The buck does not rest with the health professionals when it comes to deciding how to prevent the rising increase of COPD.  Too often COPD is given little time in environment committees, not only in Britain and in the European Parliament, but throughout the world.  I  would certainly like to see it talked about more in Brussels and Strasbourg, considering that health experts also link the disease to ‘dirty’ and ‘polluted’ air.  By cleaning up our air, getting serious about lowering carbon emissions and investing in ‘green’ renewable technologies, we will improve the health of our citizens.

That is not to say that no progress has been made in the past few years.  Simply talking to my colleagues in the European Parliament and meeting a variety of health experts, I know that there certainly is greater awareness of all of the risks associated with smoking and polluted air.
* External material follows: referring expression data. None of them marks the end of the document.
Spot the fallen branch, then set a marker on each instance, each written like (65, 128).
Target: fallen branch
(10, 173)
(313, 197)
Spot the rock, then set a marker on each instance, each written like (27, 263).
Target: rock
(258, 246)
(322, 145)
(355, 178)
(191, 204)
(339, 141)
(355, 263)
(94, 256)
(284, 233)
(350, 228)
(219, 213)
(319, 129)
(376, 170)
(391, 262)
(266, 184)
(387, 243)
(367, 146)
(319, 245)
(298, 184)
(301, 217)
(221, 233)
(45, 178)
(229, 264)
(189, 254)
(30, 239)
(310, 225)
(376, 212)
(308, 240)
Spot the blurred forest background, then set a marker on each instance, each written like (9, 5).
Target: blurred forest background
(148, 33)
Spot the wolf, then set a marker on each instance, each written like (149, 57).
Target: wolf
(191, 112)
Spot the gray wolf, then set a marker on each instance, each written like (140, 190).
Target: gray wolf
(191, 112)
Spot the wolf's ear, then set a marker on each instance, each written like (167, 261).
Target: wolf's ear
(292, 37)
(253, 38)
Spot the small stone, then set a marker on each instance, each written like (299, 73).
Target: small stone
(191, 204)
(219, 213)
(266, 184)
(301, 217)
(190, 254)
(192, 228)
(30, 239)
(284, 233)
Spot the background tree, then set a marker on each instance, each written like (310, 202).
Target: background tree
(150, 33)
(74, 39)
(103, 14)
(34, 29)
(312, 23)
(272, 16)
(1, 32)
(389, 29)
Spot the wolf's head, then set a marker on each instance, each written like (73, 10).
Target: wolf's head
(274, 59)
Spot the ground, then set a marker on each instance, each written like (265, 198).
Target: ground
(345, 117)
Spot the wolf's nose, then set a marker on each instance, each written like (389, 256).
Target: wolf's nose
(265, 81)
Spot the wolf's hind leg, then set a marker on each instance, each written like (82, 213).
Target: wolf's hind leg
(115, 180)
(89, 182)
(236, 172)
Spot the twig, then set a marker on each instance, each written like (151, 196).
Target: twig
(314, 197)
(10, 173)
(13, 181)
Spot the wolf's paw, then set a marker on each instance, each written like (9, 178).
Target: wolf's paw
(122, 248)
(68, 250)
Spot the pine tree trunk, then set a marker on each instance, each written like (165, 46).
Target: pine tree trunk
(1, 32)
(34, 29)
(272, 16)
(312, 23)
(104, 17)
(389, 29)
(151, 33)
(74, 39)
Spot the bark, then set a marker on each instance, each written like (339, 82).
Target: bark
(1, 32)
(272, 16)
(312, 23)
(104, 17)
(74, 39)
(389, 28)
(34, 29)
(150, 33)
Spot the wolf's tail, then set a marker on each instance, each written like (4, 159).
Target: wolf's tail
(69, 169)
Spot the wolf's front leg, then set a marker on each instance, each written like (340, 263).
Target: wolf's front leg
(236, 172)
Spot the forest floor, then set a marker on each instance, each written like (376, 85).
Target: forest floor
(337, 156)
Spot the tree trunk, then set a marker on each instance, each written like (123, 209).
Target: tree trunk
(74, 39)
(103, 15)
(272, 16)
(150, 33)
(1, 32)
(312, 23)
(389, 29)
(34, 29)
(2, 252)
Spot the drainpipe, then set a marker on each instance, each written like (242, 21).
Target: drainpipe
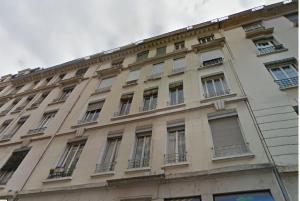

On the 18th September of this year I am set to attend a European Foundation Lung (ELF) Award presentation, as part of the European Respiratory Society (ERS) Congress in Barcelona.  I and 35 other MEP colleagues will receive a reward for our work and efforts to raise awareness of lung disease and COPD.  It will be an honour to receive the ELF Award and I shall continue to do all I can to raise awareness of the disease and encourage more positive steps to eradicate it.  Later on this year, to mark World COPD Day on 19th November, I am set to co-host a round table event in the UK Office of the European Parliament in Edinburgh, Scotland.    I know that Britain has the ability and drive to play a pivotal role in helping the EU to lead the way for greater research, education and treatment.

As Henry Ford famously stated: “Coming together is a beginning; keeping together is progress; working together is success.”